We undertook a fundamental qualitative description study underpinned by social ecological theory. The research was participatory, and academic researchers worked in partnership with personnel from the local Aboriginal health council. The barriers Aboriginal Health Workers experience in relation to quitting smoking were explored in 34 semi-structured interviews (with 23 Aboriginal Health Workers and 11 other health staff) and 3 focus groups (n = 17 participants) with key informants. Content analysis was performed on transcribed text and interview notes.

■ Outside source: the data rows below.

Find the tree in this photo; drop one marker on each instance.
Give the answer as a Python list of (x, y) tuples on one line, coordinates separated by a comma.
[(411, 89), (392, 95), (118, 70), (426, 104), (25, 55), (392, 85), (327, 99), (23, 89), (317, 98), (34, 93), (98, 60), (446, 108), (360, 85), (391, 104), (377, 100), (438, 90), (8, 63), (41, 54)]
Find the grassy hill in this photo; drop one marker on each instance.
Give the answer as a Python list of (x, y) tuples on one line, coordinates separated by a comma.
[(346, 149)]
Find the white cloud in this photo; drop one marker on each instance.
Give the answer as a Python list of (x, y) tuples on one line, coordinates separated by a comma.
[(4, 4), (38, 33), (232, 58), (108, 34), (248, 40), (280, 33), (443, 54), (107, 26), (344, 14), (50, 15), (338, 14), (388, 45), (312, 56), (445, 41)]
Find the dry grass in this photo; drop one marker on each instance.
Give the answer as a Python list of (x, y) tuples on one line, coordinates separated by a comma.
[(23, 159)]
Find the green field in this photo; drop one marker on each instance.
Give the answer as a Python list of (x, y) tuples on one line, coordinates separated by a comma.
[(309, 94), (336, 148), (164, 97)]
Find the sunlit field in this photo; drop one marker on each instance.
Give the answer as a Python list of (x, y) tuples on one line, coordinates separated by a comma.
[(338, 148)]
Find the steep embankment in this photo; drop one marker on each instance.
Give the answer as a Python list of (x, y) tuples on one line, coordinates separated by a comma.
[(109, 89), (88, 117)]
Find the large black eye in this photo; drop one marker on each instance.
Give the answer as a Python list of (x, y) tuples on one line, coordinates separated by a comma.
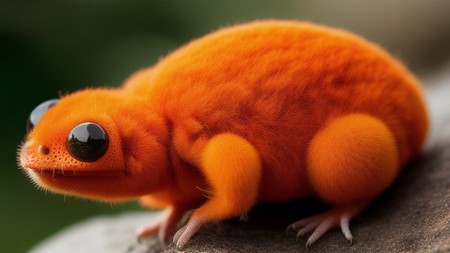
[(87, 142), (37, 113)]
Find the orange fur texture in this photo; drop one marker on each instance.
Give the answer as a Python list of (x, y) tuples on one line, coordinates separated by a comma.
[(269, 111)]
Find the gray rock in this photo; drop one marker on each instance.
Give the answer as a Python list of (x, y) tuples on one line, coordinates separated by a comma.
[(412, 216)]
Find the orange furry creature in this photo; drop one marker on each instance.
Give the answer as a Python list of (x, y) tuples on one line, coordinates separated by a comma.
[(270, 111)]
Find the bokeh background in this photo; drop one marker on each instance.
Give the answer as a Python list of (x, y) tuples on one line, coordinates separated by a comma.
[(58, 46)]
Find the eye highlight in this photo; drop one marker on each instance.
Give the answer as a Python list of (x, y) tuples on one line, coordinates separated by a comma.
[(87, 142), (38, 112)]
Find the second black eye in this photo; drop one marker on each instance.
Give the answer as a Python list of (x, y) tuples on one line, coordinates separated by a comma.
[(37, 113), (87, 142)]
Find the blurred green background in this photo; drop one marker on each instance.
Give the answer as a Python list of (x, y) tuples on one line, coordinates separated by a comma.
[(48, 47)]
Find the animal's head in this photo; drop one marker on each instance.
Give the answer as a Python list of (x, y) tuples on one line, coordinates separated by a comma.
[(97, 143)]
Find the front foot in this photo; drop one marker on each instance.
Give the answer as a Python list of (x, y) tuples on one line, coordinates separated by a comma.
[(183, 235), (164, 224), (338, 217)]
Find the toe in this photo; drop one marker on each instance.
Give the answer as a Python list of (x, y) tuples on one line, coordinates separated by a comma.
[(183, 235)]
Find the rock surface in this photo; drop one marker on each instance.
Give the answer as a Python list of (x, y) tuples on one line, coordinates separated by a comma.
[(411, 216)]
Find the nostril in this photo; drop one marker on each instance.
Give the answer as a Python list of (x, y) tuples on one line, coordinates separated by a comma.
[(44, 150)]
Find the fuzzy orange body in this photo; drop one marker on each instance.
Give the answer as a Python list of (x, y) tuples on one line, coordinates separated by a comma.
[(262, 112)]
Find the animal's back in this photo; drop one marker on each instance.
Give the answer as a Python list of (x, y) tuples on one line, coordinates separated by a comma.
[(278, 83)]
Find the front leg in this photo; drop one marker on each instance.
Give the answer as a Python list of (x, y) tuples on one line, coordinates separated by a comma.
[(232, 168)]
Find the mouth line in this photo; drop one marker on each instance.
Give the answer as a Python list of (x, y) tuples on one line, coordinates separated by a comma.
[(76, 173)]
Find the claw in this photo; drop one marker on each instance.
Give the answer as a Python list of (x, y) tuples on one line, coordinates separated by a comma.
[(322, 223), (183, 235)]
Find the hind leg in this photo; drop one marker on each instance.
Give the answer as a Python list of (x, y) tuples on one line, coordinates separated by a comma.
[(350, 161)]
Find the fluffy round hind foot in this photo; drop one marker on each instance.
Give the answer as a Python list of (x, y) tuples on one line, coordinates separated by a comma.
[(322, 223)]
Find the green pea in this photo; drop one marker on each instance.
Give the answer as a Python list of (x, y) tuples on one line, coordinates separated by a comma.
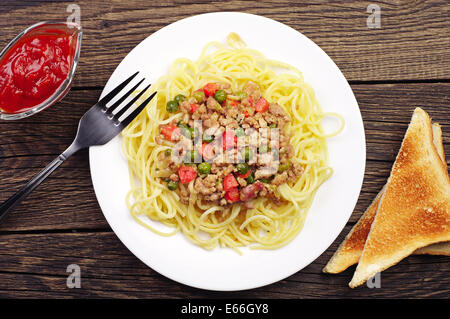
[(242, 168), (190, 156), (263, 149), (239, 132), (199, 96), (204, 168), (179, 98), (247, 154), (172, 106), (284, 167), (207, 138), (241, 95), (172, 185), (182, 124), (220, 96)]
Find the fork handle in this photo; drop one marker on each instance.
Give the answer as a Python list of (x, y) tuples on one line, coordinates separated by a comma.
[(14, 200)]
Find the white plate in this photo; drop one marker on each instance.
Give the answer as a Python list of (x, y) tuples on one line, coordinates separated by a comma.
[(223, 269)]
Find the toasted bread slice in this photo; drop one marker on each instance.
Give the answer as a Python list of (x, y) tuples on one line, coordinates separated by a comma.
[(414, 210), (439, 248), (435, 249), (351, 248)]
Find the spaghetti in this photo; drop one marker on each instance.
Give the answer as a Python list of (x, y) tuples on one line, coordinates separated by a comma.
[(265, 225)]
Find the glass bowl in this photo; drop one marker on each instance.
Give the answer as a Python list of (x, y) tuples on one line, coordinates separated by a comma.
[(37, 29)]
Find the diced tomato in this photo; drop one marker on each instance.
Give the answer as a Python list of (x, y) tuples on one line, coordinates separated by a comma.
[(230, 102), (170, 132), (207, 151), (194, 107), (228, 139), (245, 175), (232, 195), (262, 105), (229, 182), (210, 89), (186, 173)]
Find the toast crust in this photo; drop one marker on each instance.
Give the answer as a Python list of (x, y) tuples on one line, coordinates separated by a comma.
[(414, 210), (350, 250)]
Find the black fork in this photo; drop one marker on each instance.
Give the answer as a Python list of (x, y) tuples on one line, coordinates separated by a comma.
[(97, 127)]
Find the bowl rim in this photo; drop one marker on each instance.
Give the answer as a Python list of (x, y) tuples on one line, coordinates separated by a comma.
[(64, 87)]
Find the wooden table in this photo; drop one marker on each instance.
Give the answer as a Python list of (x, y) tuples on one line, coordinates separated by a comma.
[(392, 69)]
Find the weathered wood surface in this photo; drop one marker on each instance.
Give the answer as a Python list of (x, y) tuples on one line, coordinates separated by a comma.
[(404, 64), (413, 42), (33, 265)]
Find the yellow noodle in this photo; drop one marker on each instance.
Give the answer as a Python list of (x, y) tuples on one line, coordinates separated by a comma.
[(266, 225)]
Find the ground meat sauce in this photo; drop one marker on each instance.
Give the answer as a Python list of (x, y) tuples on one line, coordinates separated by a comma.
[(222, 155)]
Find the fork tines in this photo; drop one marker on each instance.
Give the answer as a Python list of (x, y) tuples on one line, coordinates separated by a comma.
[(116, 91)]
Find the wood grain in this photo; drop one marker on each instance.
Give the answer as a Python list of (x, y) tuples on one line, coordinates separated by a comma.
[(31, 264), (412, 44)]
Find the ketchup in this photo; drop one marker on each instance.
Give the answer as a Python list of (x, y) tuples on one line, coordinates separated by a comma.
[(34, 68)]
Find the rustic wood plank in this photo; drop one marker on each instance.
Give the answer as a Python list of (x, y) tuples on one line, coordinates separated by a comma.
[(67, 201), (33, 265), (386, 111), (413, 42)]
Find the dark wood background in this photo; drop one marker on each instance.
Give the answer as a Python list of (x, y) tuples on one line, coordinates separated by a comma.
[(404, 64)]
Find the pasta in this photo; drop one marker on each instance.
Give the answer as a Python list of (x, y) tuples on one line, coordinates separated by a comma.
[(265, 225)]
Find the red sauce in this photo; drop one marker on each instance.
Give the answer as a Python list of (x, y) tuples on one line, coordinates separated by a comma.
[(34, 68)]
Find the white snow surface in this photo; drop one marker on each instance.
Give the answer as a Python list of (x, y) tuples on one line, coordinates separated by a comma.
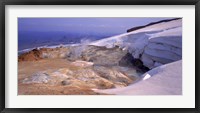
[(155, 45), (162, 80)]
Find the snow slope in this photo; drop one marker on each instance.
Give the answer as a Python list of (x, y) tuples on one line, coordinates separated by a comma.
[(155, 45), (165, 80)]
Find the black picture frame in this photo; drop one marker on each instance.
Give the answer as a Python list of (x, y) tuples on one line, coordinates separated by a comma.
[(98, 2)]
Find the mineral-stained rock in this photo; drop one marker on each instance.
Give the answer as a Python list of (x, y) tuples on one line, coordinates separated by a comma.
[(37, 78)]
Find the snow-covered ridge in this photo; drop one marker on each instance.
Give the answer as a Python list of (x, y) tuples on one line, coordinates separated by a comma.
[(155, 45)]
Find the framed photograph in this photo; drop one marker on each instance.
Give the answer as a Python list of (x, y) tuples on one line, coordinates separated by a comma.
[(139, 56)]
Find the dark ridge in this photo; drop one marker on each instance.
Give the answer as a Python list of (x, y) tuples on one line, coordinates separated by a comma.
[(139, 27)]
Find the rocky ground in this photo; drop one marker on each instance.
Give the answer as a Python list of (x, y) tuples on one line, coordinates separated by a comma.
[(75, 70)]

Aboriginal Health Workers spoke of burdensome stress and grief which made them unable to prioritise quitting smoking. They lacked knowledge about quitting and access to culturally relevant quitting resources. Interpersonal obstacles included a social pressure to smoke, social exclusion when quitting, and few role models. In many workplaces, smoking was part of organisational culture and there were challenges to implementation of Smokefree policy. Respondents identified inadequate funding of tobacco programs and a lack of Smokefree public spaces as policy level barriers. The normalisation of smoking in Aboriginal society was an overarching challenge to quitting.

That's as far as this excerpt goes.